Methods: To understand the full safety profile the clinically relevant AEs are considered for analysis (e.g. thrombocytopenia CTCAE grade G3-4, anemia G3-4, diarrhoea G2-4 and asthenia G2-4). This analysis considers all occurrences of AEs in the dose escalation and the expansion phase. A one-compartment pharmacokinetic (PK) model with an effect compartment (EC) is used. The PK parameters are fixed using previous PK analyses. The recurrent AEs are modeled with a time-varying Poisson process [2]. We consider independent contributions to the intensity h(t) from the natural disease progression, h_0 (t), and each drug h_(1/2)(t).
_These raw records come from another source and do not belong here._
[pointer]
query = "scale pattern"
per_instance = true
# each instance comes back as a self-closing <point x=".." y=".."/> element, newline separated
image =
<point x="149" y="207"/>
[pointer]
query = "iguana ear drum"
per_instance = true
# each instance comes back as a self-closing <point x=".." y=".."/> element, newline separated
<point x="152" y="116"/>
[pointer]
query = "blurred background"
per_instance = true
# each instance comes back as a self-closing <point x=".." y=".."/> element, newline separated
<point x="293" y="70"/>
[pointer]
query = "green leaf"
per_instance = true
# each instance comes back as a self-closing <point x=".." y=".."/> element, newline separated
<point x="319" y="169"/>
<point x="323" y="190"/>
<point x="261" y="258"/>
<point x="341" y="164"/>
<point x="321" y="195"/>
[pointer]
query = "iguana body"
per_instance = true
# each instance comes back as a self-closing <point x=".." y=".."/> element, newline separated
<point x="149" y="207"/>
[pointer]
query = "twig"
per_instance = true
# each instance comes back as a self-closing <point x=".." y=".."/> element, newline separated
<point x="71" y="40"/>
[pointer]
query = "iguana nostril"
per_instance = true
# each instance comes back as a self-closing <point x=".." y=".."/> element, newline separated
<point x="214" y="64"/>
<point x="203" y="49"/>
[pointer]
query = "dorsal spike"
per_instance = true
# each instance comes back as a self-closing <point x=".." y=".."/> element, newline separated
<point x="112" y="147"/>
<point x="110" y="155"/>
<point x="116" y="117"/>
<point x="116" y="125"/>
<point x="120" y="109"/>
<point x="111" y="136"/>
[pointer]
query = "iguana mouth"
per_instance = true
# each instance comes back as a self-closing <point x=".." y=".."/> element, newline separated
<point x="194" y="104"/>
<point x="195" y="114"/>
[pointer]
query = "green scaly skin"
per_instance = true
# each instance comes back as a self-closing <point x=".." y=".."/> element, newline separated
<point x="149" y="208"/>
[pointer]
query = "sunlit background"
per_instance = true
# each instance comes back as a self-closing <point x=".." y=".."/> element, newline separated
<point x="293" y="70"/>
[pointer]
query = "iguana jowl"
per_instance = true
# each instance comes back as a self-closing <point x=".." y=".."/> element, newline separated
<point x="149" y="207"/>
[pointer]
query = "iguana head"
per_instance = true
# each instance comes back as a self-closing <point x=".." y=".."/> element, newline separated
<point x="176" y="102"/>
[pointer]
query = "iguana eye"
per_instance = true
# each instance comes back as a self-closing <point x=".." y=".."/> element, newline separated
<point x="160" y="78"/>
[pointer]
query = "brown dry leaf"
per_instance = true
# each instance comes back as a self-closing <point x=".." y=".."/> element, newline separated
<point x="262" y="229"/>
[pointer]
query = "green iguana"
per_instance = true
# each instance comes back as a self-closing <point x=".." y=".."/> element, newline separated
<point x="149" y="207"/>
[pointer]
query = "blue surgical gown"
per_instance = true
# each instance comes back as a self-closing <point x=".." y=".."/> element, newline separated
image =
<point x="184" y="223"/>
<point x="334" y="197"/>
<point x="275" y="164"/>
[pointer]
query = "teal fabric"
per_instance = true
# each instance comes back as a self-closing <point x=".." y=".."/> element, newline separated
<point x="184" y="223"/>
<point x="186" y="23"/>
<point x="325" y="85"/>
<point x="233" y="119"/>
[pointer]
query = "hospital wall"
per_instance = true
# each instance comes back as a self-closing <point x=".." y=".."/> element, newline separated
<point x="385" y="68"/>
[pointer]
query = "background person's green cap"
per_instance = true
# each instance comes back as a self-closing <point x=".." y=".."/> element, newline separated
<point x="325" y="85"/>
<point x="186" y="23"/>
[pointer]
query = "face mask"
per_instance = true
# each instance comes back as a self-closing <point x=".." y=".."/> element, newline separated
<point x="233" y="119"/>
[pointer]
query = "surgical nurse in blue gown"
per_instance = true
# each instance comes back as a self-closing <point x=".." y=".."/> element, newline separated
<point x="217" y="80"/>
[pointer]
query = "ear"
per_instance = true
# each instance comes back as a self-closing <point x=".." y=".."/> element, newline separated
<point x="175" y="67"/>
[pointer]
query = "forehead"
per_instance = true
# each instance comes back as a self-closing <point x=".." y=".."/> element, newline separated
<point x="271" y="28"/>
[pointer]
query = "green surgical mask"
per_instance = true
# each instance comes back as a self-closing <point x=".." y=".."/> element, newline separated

The events are considered as the result of the joint Poisson process such that h(t) is the sum over each component. As h_0(t) we use a Weibull form while we set h_(1/2)(t) proportional to the EC concentration. The model is fitted in a Bayesian framework using Stan [4] for each AE
Results: We evaluated the models using posterior predictive checks. These show that the AEs thrombocytopenia and anemia are not described satisfactory, while diarrhoea and asthenia AEs are well described. The baseline intensity had a large contribution (>50%). The key decision metrics calculated for regimens other than the RPIID with the model are (i) the predicted probability, P(≥1 AE), for at least one AE during 12 weeks and (ii) the relative reduction in cumulative hazard wrt. to the RPIID.
The limitations of the analysis are: (i) no individual PK data, (ii) no frailty term, (iii) assumption of linear PK and no DDI, (iv) more than 50% of the data at the RPIID.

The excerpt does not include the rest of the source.